たくさんの笑顔が描かれた看板に「みなみっこのうえん」の文字。ここは香川県にある琴平町立南幼稚園の園児と、地域住民が触れ合う、交流の畑です。早咲きのコスモスがはらはらと揺れる中、園児たちは、自然の営みをそばで感じながら、収穫する楽しみと喜びを全身で表現していました。
コスモスが園児のお土産
幼稚園から徒歩1分の場所に「みなみっこのうえん」はあります。今育っているのは、ジャガイモやトウモロコシにサツマイモ。5月に咲いて周囲を驚かせたコスモスも、梅雨空の下で、カラフルな色彩を放っています。
「2020年秋に咲いたコスモスのこぼれ種が、5月に満開になって、みんなで喜んでいたんです。きょうはコスモスが、園児のお土産になります」
そう話してくれたのは、園長の三井恵子さんです。
「あしたは、アンデスレッドという皮の赤いジャガイモを収穫する予定です。園児も水やりを手伝ってくれました。みんなで育てたものを自分たちで収穫し、持ち帰る。それがこの幼稚園の方針のひとつなんです」
農園は、地域との繋がり
三井さんが赴任してきたのは2020年春。休耕田だったこの場所を、持ち主や管理者が「ちびっこ農園にしてはどう?」と声掛けしてくれ、「みなみっこのうえん」はスタートしました。当初、農業に関しては職員全員が素人でしたが、前向きに取り組む姿勢と努力のおかげで、今ではさまざまな野菜が成長し、収穫できるまでになりました。

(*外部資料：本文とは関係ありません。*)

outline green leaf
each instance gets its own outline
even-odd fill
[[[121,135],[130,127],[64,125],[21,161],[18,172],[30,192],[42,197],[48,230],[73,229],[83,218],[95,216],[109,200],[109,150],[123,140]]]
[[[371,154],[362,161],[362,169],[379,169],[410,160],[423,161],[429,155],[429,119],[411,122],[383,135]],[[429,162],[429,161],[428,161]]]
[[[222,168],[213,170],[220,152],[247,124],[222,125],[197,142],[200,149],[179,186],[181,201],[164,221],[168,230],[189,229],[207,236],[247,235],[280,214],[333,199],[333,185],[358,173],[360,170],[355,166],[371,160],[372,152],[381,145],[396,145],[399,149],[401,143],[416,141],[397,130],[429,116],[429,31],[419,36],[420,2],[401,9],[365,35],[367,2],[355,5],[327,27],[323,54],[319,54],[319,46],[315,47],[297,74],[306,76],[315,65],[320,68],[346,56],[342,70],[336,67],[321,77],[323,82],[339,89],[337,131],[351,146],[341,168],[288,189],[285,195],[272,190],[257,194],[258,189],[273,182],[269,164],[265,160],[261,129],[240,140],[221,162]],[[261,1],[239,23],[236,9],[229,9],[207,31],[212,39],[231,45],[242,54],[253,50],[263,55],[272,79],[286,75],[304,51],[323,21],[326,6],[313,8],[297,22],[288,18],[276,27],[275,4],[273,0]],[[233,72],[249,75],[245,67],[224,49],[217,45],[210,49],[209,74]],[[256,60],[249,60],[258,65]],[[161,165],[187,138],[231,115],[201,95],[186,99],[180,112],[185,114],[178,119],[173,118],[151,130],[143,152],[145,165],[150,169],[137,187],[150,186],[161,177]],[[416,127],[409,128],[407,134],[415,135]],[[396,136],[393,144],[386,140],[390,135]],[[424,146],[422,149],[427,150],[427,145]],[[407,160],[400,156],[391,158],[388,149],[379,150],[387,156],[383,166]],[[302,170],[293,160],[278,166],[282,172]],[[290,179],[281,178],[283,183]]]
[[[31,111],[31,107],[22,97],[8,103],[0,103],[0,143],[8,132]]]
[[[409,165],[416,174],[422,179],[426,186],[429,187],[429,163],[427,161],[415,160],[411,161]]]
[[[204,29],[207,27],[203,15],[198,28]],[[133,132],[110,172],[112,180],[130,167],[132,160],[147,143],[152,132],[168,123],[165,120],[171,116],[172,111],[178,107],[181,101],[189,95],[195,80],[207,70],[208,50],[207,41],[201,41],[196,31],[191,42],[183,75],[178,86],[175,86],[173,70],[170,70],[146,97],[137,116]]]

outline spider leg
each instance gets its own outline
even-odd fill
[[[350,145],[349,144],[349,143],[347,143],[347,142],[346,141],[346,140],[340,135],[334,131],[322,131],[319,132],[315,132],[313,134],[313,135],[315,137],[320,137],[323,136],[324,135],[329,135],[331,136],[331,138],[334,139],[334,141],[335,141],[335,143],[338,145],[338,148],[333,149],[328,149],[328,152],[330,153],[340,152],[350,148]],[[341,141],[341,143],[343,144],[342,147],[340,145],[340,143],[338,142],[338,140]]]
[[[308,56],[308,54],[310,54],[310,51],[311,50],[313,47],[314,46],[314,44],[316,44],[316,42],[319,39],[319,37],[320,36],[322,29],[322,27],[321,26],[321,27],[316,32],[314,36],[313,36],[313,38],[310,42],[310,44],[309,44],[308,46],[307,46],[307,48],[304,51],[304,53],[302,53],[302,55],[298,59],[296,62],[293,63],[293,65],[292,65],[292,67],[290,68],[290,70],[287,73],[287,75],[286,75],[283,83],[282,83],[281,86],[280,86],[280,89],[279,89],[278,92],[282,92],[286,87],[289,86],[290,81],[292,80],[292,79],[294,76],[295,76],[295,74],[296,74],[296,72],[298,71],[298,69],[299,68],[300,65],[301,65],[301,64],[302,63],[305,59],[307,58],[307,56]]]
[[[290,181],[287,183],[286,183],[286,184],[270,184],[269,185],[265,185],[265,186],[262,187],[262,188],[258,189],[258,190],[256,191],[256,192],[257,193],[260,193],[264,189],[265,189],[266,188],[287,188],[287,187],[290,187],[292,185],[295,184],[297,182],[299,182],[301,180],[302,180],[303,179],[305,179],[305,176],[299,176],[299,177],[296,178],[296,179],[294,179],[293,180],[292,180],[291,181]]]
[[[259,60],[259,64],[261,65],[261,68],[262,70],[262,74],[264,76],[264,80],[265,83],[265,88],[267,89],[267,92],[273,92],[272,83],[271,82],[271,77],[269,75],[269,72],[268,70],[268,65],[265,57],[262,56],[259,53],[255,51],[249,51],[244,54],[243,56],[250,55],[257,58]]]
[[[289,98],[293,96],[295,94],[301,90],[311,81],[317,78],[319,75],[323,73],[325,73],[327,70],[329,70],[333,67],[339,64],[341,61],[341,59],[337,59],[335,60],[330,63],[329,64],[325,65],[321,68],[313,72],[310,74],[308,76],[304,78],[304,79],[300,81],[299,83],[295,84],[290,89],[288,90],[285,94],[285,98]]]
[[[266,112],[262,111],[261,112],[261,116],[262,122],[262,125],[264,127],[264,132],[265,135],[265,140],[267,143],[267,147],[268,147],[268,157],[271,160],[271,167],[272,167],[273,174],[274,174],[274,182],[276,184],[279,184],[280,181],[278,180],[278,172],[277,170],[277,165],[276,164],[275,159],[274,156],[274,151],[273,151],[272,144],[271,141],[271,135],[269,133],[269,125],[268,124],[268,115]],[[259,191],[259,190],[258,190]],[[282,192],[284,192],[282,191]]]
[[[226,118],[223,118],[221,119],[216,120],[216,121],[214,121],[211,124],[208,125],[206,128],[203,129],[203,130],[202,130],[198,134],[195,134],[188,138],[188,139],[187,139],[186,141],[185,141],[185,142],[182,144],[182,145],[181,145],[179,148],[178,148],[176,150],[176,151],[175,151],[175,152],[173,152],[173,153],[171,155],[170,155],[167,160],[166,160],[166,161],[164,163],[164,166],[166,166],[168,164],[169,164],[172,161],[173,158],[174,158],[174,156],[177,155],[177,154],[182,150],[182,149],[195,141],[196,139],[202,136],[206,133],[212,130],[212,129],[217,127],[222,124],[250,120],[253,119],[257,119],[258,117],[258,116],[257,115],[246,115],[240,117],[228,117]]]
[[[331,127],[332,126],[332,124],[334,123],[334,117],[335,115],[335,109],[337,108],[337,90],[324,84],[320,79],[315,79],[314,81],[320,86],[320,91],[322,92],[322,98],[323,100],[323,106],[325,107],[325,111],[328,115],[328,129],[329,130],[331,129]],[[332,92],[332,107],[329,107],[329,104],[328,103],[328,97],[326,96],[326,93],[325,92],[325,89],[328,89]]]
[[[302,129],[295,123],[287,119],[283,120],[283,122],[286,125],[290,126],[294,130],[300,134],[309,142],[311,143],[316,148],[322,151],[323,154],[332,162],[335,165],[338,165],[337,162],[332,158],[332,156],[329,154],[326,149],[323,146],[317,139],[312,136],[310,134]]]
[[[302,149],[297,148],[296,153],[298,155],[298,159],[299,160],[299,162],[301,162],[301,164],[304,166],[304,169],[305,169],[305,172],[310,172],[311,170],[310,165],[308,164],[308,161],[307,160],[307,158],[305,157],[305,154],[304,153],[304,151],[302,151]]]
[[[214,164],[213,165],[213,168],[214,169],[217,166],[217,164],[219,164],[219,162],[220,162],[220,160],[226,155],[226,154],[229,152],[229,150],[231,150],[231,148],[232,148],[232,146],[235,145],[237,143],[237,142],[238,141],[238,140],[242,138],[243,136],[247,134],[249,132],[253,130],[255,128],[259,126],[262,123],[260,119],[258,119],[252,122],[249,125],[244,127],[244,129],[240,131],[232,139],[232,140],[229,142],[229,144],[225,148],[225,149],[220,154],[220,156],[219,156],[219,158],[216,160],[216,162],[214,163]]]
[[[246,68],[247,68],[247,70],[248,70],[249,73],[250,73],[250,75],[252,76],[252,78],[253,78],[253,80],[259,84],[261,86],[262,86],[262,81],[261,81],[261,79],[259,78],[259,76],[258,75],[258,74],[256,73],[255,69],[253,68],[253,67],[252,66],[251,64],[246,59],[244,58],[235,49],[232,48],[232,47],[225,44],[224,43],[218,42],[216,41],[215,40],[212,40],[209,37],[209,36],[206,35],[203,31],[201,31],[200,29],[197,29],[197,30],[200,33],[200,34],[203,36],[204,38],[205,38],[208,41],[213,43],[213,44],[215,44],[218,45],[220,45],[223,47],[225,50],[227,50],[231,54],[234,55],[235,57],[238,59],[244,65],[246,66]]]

この農園には、南幼稚園だけに限らず、さまざまな人が関わっています。野菜の生育に「何ができよんな?」「困ったことはないかい?」と声をかけてくれる近所の人、収穫の際には手伝ってくれる小学生たち、そして園児の保護者たち。収穫の喜びと共に成長する園児たちを、職員だけでなく地域の人も見守っていて、農園は園児と地域がつながる“場”になっています。
収穫の喜びと共に成長する子どもたち
「園児は野菜を収穫する際、とても生き生きしています。トウモロコシが成長し、穂の先がほんの少し見えたのを発見した時『ここに何かできてるよ!』『他にもないかなぁ?』って、全力で喜ぶんです。子どもの発見する力というものはすごいですね。私たちもその姿に元気をもらっています」
2021年の夏も、自分たちが育てた野菜を収穫する予定。これから植えたいのは、タマネギやジャガイモなどです。南幼稚園では、園内でも発泡スチロールの容器で稲を育てていたり、プランター栽培にも挑戦しています。
「園内にある庭には、これからゴーヤのトンネルやテントを作る予定です。採れた野菜で、夏野菜カレーを作ったりして、みんなで食べたいですね」
自然の営み、収穫する喜び、分かち合う楽しさ。そこには子どもたちの成長があり、見守る大人たちの微笑みがありました。